Archives
8 avril 2016

Cyclo-clepto-newyorko-mania

«Bougre d’extrait de crétin des Alpes»; «Bayadère de carnaval»; «Amiral de bateau-lavoir». J’emprunte au Capitaine Haddock pour ne pas vous choquer. Mais c’est, en gros et en moins obscène, ce que j’ai hurlé, dans la rue, au pied de la barrière où gisait le cadavre en lambeaux de ma chaîne-cadenas lorsque, il y a 574 jours, on m’a volé mon vélo. Ici, devant chez moi. A Brooklyn.

Une personne à vélo dans les rues de New York, en arrière plan un bâtiment arborant les drapeaux suisse et américain.
Les vols de vélos aux Etats-Unis représenteraient un marché de 350 millions de dollars.

Oui, c’est ça, 574 jours. Et ce n’est toujours pas digéré. Les cyclophiles me comprennent. Acheter un vélo n’est pas anodin. C’est s’acheter un tronçon de liberté. Le mien était «rise dark blue». Bleu comme un lever du jour. Unique. Un Commençal. Une marque un peu en marge, de la principauté d’Andorre.

Ensemble, en Suisse, nous avions fendu les monts et les vaux, bravé les cols et les lacs de montagne, cultivé l’amitié dans l’effort en attendant la bière du réconfort. Ici, tout cela s’est évanoui en une nuit à la pince-monseigneur.
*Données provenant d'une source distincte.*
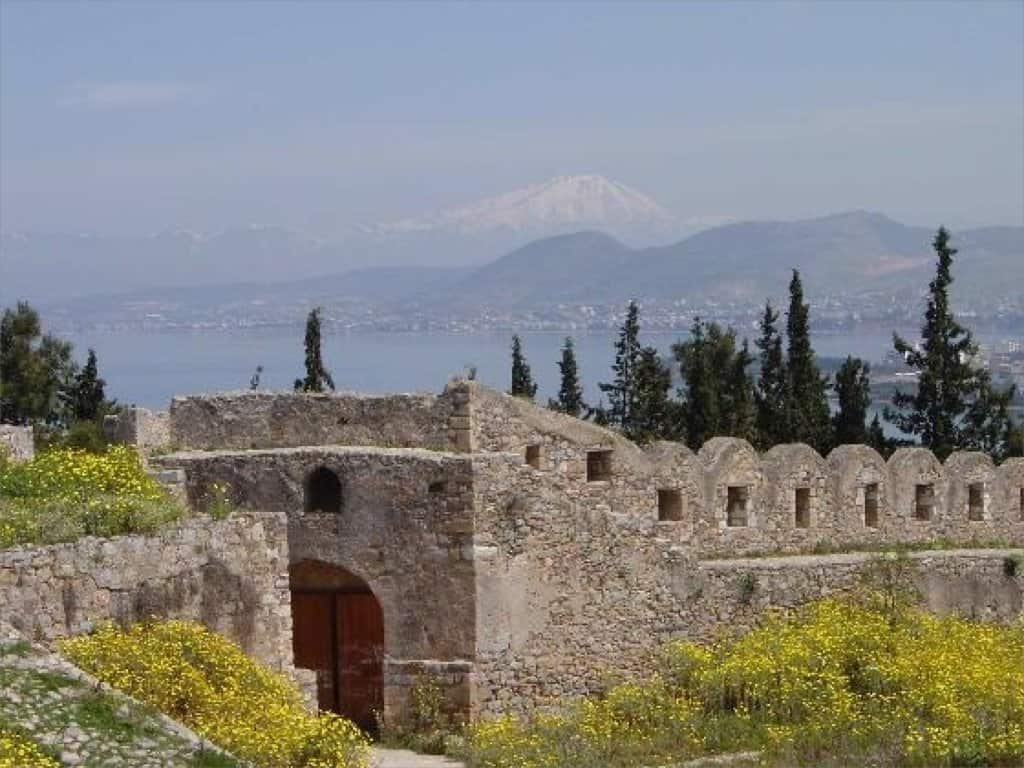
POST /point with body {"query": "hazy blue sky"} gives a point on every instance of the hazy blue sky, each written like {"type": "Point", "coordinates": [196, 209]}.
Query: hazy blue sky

Ne pensez pas que je rumine. Je constate simplement l’ampleur du phénomène dans les rues de New York. Mon copain Sébastien, qui est venu me rendre visite, l’autre jour, sur son beau Trek noir mat, se remet à peine de son dernier vol. Sébastien est pourtant prudent ascendant hyper-méfiant: deux cadenas en U acier trempé + système de fixation de roues et de guidon indévissable avec une clé imbus. Mais par commodité, il avait cadenassé le sien à une structure d’échafaudages que les «Zapotèques de tonnerre de Brest» ont démonté pour s’emparer de la monture.
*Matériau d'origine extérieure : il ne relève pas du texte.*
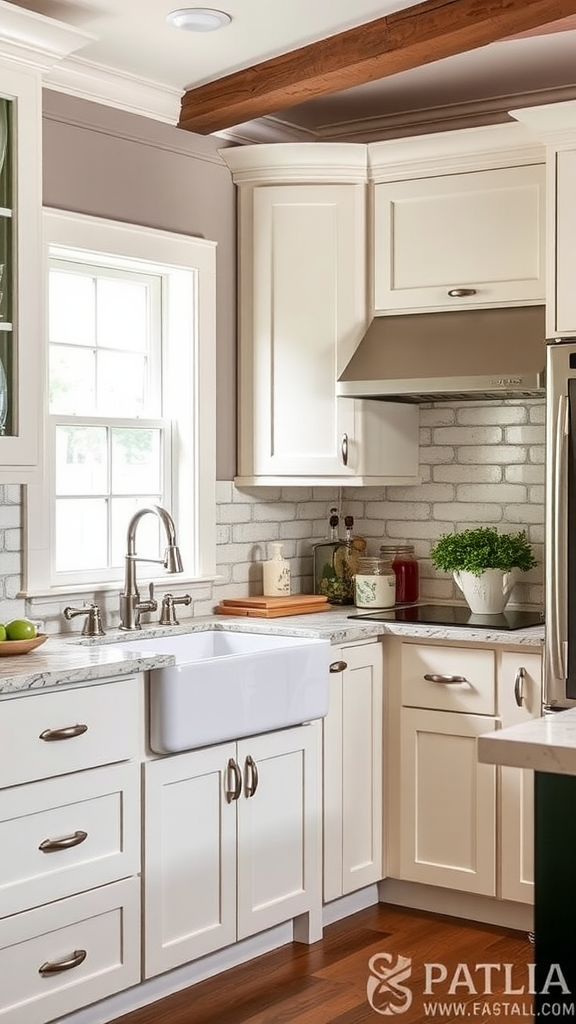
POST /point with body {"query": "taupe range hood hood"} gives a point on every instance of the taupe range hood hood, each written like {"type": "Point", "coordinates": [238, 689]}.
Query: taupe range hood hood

On a juré ensemble un moment en se racontant nos histoires de vélos volés. Une dame qu’il a croisée peu après sa déconvenue en était à son quatorzième. En 2012,
un réalisateur et cycliste new-yorkais, Casey Neistat s’est filmé dans la rue en train de voler son propre vélo pour observer la réaction des gens (voir vidéo ci-dessous). Quatre fois sur cinq, aucun passant n’y prêtait attention. Il a même commis son larcin devant un commissariat de quartier. Les flics? Ils ont évidemment d'autres chats à fouetter.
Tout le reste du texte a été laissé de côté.